I was leaving such restrictions to once we had the basic structure defined.

It is useful for an assertion to specify the Subject in more than one way. For example a common name AND an authenticator. Consider the case in which Alice is authenticated by her account ID and PIN, stands to reason that the PEP might want to prepare web pages of the form ‘Hello Alice’ while still requiring the account number. 

I raised the point, because it would be easier to understand the spec if I knew whether the sub-elements were either/or or multiple. 


8. The order of the document makes it hard to follow. It begins on
Assertions, then Requests and Responses, which include Assertions, then back
to Assertions. Assertions are described as having Basic Info, Claims,
Conditions, Advice, but the section order is Conditions before Claims.

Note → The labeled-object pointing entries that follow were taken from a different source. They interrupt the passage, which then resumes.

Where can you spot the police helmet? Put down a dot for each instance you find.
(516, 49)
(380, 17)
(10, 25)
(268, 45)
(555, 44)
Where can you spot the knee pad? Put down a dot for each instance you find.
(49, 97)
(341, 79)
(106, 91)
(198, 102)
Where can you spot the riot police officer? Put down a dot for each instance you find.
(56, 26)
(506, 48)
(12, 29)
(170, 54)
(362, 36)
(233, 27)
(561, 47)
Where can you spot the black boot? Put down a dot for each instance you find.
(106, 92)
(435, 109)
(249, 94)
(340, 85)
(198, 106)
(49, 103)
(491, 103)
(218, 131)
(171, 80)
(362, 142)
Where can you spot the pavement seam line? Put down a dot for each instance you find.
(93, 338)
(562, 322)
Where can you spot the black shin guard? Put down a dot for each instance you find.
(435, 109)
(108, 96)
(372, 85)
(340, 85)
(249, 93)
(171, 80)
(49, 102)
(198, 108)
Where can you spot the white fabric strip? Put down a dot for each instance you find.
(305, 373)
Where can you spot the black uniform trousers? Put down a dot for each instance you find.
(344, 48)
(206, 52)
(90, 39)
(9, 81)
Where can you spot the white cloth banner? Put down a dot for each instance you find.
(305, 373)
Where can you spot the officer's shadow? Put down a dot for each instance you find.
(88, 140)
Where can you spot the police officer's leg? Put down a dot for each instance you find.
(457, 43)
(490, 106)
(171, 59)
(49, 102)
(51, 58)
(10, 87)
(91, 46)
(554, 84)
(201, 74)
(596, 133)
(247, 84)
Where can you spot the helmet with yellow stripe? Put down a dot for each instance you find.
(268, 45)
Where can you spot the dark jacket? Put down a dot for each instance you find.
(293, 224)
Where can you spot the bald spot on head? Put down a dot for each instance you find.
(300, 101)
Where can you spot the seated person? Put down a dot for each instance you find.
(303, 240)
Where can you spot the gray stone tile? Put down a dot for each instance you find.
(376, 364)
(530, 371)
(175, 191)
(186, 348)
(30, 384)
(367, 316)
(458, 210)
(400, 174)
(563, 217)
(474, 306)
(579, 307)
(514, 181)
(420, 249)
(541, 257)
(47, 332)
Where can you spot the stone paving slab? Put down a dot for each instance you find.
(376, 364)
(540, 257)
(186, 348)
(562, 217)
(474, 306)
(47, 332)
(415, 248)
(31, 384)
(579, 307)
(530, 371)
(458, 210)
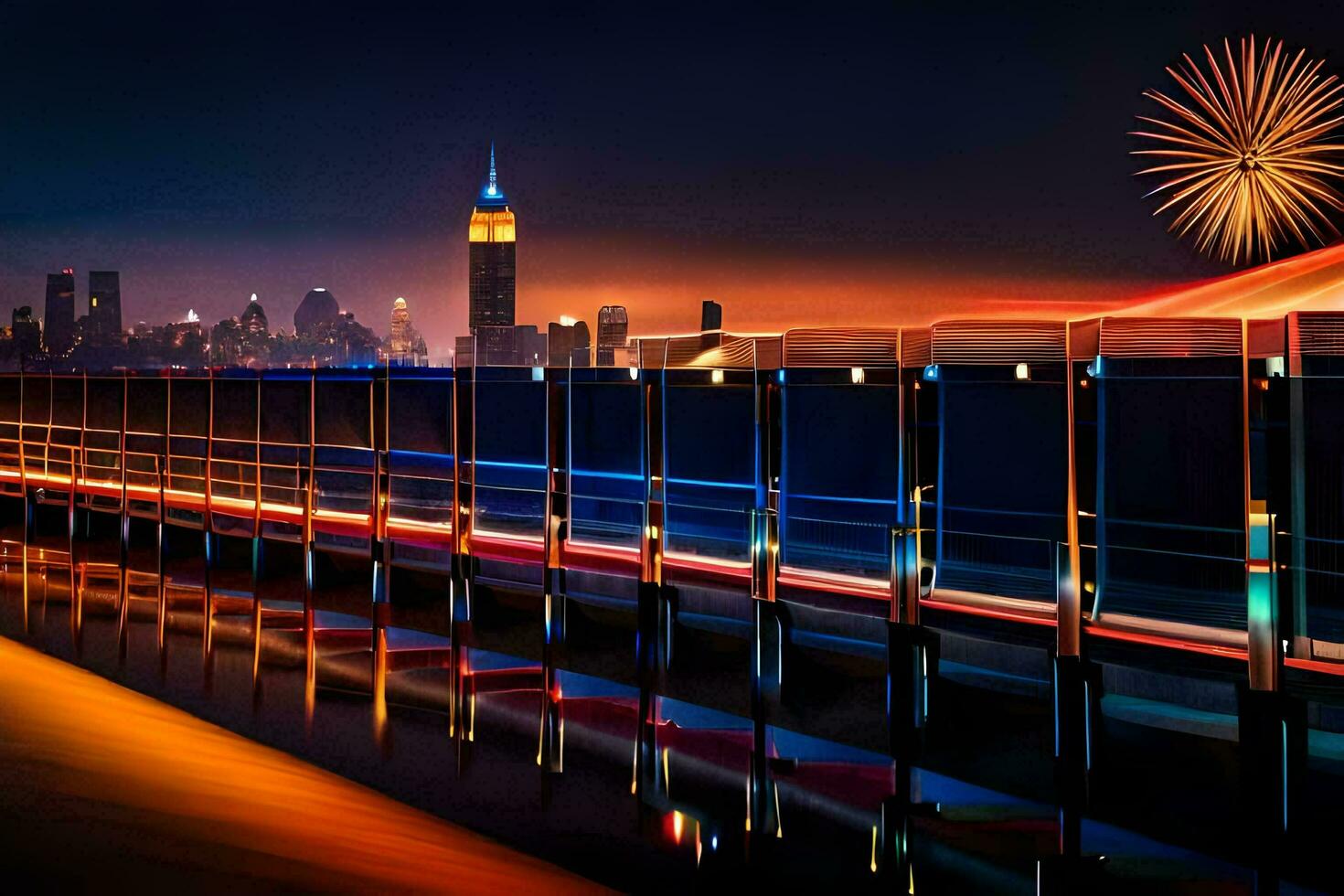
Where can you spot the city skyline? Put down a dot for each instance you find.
(798, 218)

I have reordered the sections as follows:

1.1                 Namepaces  3

1.2                 SAML Assertion  3

1.4                 Claims  6

1.5                 Conditions  9

1.6                 Advice  11

1.7                 SAML Protocol 11



9. In 1.6.4 2nd para, 2nd sentence, reads  "In the case of an attribute the
relationship is that the subject has the specified object." I think you
meant:  "In the case of an attribute, the relationship is that the subject
has the specified attribute."


10. Should Advice be able to contain something other than Assertions?

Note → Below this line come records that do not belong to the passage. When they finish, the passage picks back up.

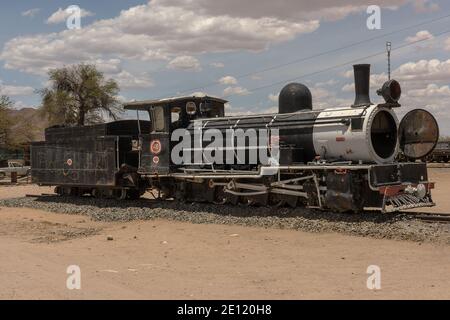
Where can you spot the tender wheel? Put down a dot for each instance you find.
(134, 194)
(121, 194)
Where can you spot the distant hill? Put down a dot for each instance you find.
(28, 125)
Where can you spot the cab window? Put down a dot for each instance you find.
(175, 114)
(158, 119)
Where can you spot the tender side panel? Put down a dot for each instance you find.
(90, 162)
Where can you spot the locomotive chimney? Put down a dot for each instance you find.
(362, 85)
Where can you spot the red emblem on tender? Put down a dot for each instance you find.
(155, 146)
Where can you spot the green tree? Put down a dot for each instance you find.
(5, 120)
(79, 95)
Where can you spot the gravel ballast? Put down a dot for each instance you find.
(396, 226)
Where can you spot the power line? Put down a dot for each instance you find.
(274, 67)
(342, 64)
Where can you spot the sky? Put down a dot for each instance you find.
(243, 51)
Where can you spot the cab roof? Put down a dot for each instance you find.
(146, 104)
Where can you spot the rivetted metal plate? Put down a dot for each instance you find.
(418, 134)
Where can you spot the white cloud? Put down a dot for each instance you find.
(235, 91)
(217, 65)
(187, 63)
(156, 30)
(11, 90)
(425, 6)
(228, 80)
(432, 90)
(447, 44)
(419, 36)
(61, 15)
(31, 13)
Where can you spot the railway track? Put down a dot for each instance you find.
(422, 216)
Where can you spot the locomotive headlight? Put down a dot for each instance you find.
(391, 91)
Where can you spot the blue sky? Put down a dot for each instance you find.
(169, 47)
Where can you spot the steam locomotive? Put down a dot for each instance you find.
(339, 159)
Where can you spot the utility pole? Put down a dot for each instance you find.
(388, 49)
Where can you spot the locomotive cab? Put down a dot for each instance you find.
(166, 116)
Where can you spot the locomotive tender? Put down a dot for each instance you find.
(340, 159)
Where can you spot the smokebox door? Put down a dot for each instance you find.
(418, 134)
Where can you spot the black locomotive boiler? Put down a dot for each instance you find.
(341, 159)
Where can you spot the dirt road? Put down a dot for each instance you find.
(173, 260)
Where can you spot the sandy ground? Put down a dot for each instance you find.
(172, 260)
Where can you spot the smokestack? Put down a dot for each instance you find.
(362, 85)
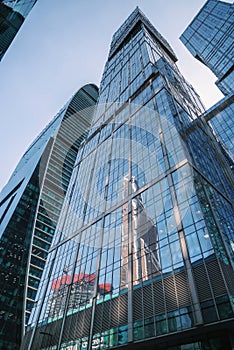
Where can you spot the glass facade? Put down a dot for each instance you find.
(30, 205)
(210, 37)
(220, 117)
(144, 245)
(12, 16)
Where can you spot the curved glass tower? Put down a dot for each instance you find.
(30, 205)
(143, 251)
(12, 16)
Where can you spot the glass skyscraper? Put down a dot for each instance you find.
(210, 39)
(12, 16)
(30, 205)
(143, 250)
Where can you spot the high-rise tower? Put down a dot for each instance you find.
(30, 205)
(210, 39)
(148, 213)
(12, 16)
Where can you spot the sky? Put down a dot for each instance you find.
(63, 45)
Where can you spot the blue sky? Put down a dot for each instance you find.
(64, 45)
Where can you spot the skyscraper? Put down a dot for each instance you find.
(30, 205)
(148, 213)
(210, 39)
(12, 16)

By definition the Advice field can contain anything, however a SAML processor is not required to understand it. It is only required not to barf if it sees something in Advice that it does not understand.

When we have a policy language I think we will find the Advice field useful for stating the reasons why a request was permitted or denied. However I suspect that that whole area tips us into policy. 

Sounds good, can you document this? 

11. I don't care for "permissions" in 1.6.5. The examples suggest that what
is meant to go here is "action" or "operation". Why not use one of these?

I forget why I changed to permissions, we can go back to action if people agree.  

OK, I will capture this as an issue.

12. In 1.6 the second sentence ends "the <Authority> element." I think it
should be "the <Binding> element." (I don't care for this use of "binding",
but can't think of anything better.)

Fixed, I agree I don’t care for the term, listened to too many wishy washy OOPS talks where the term was waved like a magic wand. Could not think of anything better either.